Hearst was just a convenience for Welles and the brilliant Herman J. Mankiewicz, co-writers of the "Kane" script. They wanted to tell the story of a "great man" from several points of view. In the original trailer for "Citizen Kane," characters from the film describe him as noble, evil, generous and selfish. Welles himself, who plays the role, says Kane was a heroic figure "and a dirty dog."

What was convincingly complex in "Kane" becomes simplistic and ridiculous in "RKO 281." Before the film starts production, the Welles character is seen railing against Hearst as "a modern feudal lord . . . an unfeeling monster . . . a hypocrite." Oh baloney. He may have indeed been those things, but destroying Hearst was probably the last thing on Welles's mind, if at all.

Hearst's empire was already crumbling, as "281" notes. As an artist, Welles always kept the audience in mind. He enjoyed surprising, entertaining, faking out and manipulating the crowd.
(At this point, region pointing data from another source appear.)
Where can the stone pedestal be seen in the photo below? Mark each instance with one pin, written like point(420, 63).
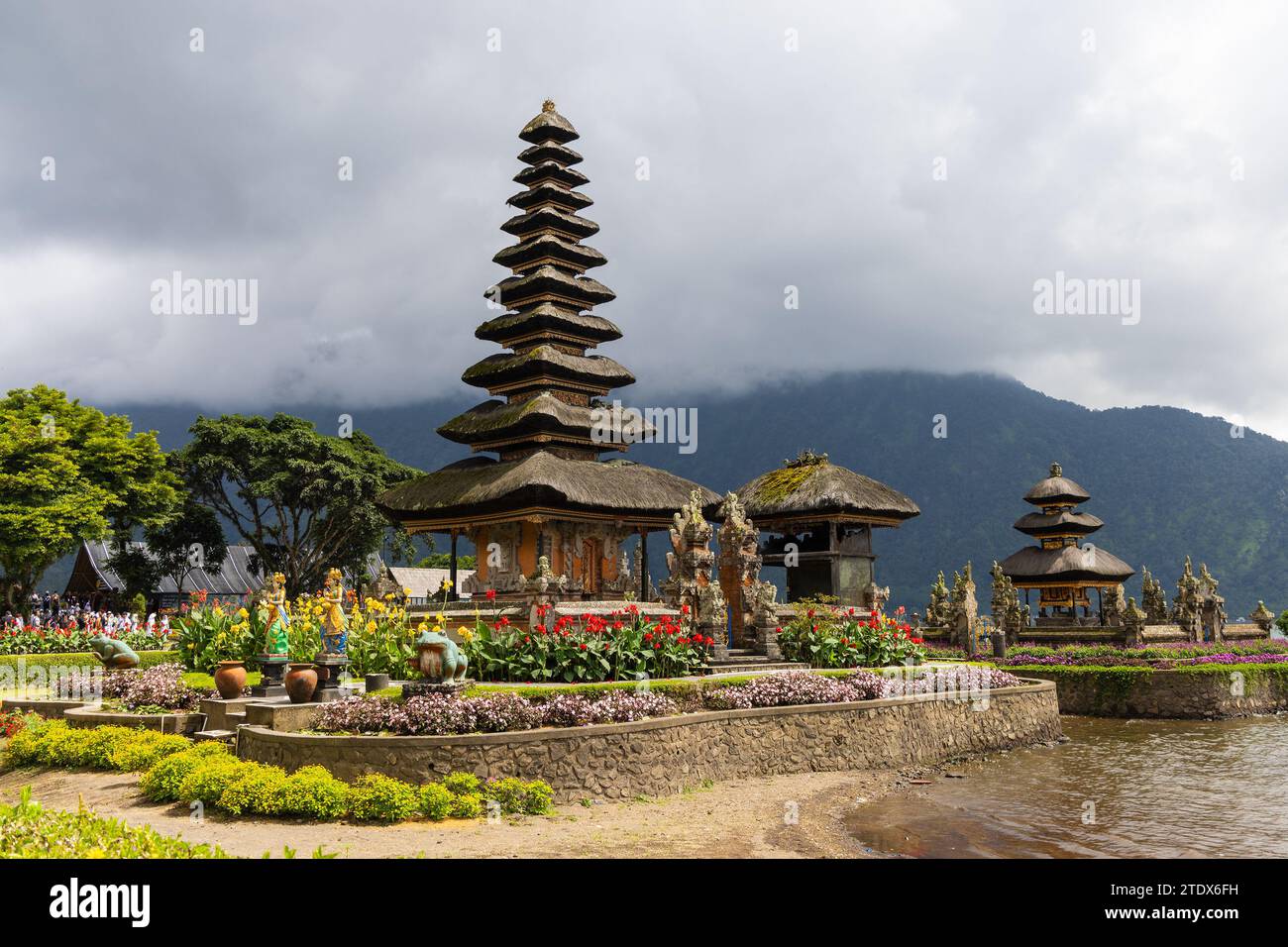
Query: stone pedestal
point(271, 669)
point(424, 688)
point(330, 669)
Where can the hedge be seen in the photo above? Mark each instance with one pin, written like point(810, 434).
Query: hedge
point(179, 771)
point(85, 659)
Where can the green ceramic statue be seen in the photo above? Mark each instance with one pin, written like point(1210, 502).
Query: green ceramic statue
point(438, 659)
point(114, 654)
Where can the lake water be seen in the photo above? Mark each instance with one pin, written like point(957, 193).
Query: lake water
point(1155, 789)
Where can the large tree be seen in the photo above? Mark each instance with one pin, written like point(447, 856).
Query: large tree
point(69, 474)
point(191, 539)
point(303, 500)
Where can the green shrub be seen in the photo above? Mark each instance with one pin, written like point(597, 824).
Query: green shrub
point(375, 797)
point(145, 750)
point(209, 779)
point(258, 791)
point(313, 792)
point(462, 784)
point(30, 831)
point(516, 796)
point(467, 806)
point(436, 801)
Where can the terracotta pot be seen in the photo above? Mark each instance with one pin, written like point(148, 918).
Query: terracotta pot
point(301, 681)
point(230, 680)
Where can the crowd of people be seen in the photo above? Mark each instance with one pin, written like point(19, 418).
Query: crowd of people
point(54, 612)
It's insulting to suggest he'd waste his first chance to make a movie on trashing a fatuous windbag like Hearst.

"RKO 281" was written by John Logan, whose most recent movie was the flop thriller "Bats," laughed off movie screens throughout the country. Even more crucial to the failure of "281" is the casting of Liev Schreiber, an actor you've likely never heard of, as Welles. He doesn't suggest Welles in any convincing way, and he's boring, and he's horrid.

Too bad the producers couldn't get, or didn't want, Vincent D'Onofrio, a magnificent actor who did a delightful cameo as Welles in Tim Burton's warmhearted bio-pic, "Ed Wood." Wood was the world's worst director. But that was before Benjamin Ross came along. He directed "RKO 281."

James Cromwell is more credible as Hearst, the prudish, pious power-monger who lived with his mistress Marion Davies yet loved to lecture the world on morality. Davies (turned into fictitious opera star Susan Alexander in "Citizen Kane") is played kittenishly but less ditzily than usual by Melanie Griffith. John Malkovich is absurd, and sadly hammy, as Mankiewicz, who fought a lifelong battle with self-destructive impulses and his own talent.

Director Ross keeps cutting back and forth between Welles arguing with Mankiewicz and Hearst arguing with Davies. It gets to be monotonous quickly: "Dueling Duels." Sometimes the real Hearst says things that Kane also says, an easy fabrication in hindsight. All the fascinating lore and legends surrounding "Kane" were told more accurately in the documentary--and more dramatically, too. "RKO 281" isn't good enough to spit-shine "Citizen Kane's" shoes.